Forged, Tina Cole
Yaffle Press, 2021 £7.50
Ghostly homecomings
Tina Cole, winner of the Welshpool Poetry Competition 2019 and the Yaffle Prize 2020, has pulled off a richly-textured collection. It’s a record of Black Country landscapes and unforgettable characters centred on three seminal women in the poet’s life: Annie Oak, Faith Hope and Queenie Beese. These are three generations of mothers forged in the backdrop of steel foundries and hardship.
There’s compelling cinematic period detail on every page. Place names and foodstuffs strongly feature and dialect zings through the pamphlet. Prose poems, free verse, couplets and conversational extracts sustain this reader’s interest. Clever use of white space enables the poems to breathe. Cole invites us to join her on a pilgrimage.

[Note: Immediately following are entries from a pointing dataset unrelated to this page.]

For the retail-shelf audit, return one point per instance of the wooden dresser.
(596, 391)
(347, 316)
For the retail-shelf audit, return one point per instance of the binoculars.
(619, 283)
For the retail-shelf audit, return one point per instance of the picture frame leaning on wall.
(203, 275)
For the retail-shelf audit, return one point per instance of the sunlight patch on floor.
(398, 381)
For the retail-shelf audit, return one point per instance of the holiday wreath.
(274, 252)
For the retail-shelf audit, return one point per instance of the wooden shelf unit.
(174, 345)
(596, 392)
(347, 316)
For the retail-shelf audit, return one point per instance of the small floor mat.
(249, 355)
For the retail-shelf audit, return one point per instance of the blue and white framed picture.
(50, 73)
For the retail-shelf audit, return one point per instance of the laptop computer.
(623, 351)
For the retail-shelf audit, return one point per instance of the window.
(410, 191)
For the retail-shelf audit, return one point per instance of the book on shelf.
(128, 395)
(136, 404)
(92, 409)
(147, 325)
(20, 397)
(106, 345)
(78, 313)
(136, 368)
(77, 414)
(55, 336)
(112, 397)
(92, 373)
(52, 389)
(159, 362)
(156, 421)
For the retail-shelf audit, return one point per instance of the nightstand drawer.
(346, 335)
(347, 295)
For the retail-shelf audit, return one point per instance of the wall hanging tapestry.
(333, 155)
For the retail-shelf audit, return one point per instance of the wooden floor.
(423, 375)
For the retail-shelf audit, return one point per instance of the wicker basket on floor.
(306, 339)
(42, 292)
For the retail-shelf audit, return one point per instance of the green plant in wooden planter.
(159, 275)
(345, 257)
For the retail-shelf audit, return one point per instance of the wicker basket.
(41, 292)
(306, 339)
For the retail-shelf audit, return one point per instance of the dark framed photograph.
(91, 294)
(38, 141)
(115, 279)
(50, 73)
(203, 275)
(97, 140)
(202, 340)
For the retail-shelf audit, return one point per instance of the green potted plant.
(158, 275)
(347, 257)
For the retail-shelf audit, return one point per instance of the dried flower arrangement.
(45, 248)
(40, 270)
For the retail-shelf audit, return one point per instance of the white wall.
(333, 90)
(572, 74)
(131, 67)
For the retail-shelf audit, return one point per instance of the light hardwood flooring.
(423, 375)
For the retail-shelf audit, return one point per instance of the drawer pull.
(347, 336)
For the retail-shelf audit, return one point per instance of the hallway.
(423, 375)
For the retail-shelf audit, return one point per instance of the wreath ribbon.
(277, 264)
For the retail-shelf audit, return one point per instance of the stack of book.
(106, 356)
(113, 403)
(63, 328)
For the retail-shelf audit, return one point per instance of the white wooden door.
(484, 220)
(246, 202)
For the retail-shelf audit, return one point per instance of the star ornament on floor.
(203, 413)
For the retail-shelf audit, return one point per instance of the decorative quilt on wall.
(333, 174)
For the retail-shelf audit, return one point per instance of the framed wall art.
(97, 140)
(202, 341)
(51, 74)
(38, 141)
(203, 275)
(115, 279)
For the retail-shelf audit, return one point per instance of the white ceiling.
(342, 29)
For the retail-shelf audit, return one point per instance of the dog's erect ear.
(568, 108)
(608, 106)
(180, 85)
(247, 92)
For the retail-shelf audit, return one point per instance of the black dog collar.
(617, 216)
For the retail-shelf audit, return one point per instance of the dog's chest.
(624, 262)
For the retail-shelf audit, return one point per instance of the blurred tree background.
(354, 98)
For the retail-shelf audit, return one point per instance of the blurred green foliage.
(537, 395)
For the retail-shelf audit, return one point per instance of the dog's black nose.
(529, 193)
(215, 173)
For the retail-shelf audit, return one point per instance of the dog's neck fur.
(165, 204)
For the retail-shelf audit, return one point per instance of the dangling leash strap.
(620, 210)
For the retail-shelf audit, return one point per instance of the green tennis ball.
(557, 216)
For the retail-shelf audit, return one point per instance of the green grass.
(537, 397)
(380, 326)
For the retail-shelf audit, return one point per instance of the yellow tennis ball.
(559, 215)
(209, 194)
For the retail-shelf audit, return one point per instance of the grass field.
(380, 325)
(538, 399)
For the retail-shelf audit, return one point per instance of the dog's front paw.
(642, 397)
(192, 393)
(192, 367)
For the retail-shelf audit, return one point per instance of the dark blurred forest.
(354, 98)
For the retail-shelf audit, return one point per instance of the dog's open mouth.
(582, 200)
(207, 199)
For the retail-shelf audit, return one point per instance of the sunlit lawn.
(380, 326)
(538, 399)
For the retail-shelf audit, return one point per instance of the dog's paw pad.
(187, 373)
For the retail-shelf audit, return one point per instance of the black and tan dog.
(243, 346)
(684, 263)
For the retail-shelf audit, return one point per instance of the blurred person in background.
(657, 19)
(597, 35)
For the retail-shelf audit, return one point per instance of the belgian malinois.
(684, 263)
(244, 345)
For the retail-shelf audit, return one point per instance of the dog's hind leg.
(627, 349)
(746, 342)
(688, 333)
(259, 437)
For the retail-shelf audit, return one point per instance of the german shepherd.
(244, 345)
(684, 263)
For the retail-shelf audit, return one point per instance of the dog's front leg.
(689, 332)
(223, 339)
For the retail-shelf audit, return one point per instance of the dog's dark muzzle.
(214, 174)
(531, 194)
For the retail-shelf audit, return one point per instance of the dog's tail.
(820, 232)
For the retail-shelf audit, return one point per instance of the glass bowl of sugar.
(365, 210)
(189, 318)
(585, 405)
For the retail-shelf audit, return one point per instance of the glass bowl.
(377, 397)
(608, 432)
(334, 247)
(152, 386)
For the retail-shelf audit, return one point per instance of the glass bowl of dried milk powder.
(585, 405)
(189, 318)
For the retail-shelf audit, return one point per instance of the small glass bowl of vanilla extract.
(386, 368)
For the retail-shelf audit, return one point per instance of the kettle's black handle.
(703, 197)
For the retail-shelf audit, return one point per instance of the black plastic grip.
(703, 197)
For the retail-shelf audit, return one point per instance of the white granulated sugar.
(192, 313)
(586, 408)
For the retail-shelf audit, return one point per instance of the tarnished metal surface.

The first poem ‘Heirloom Landscapes’ lays out the central theme. Textured images infuse the lines. We walk ‘shackled streets,’ see ‘sparks embroidering soot.’ ‘Half sunken barges’ sit in the canal, now a ‘stagnant bath.’ The narrator fills the prose lines with nostalgia and grief for ancestral ghosts who once spent ‘their last coins on something just for me.’
‘Aunt Hilda’ is a portrait of an aged life passing time in a care home. Her ebbing life force sits in the image of birthday balloons, ‘shrinking as time wore them down.’ There’s a hint of denial too until ‘the last slow fart slipped out.’ One upbeat note, ‘it had been a very good party indeed.’ A life well lived.
‘Things My Father Never Said’ is a fascinating and telling poem. The narrator reveals the father’s character as a negative photograph before it’s developed. It’s an ambivalent and compelling read. Here are some excerpts:
perhaps I should read something other than the
Express and Star [...]
second-hand shoes are degrading/ you should always take risks/
[...] I am thinking about learning
to fly but need someone to cut the string of my kite
Tina Cole’s Forged offers the reader an absorbing backstory into her people. There’s a powerful sense of belonging. She gives ghosts of home their voices.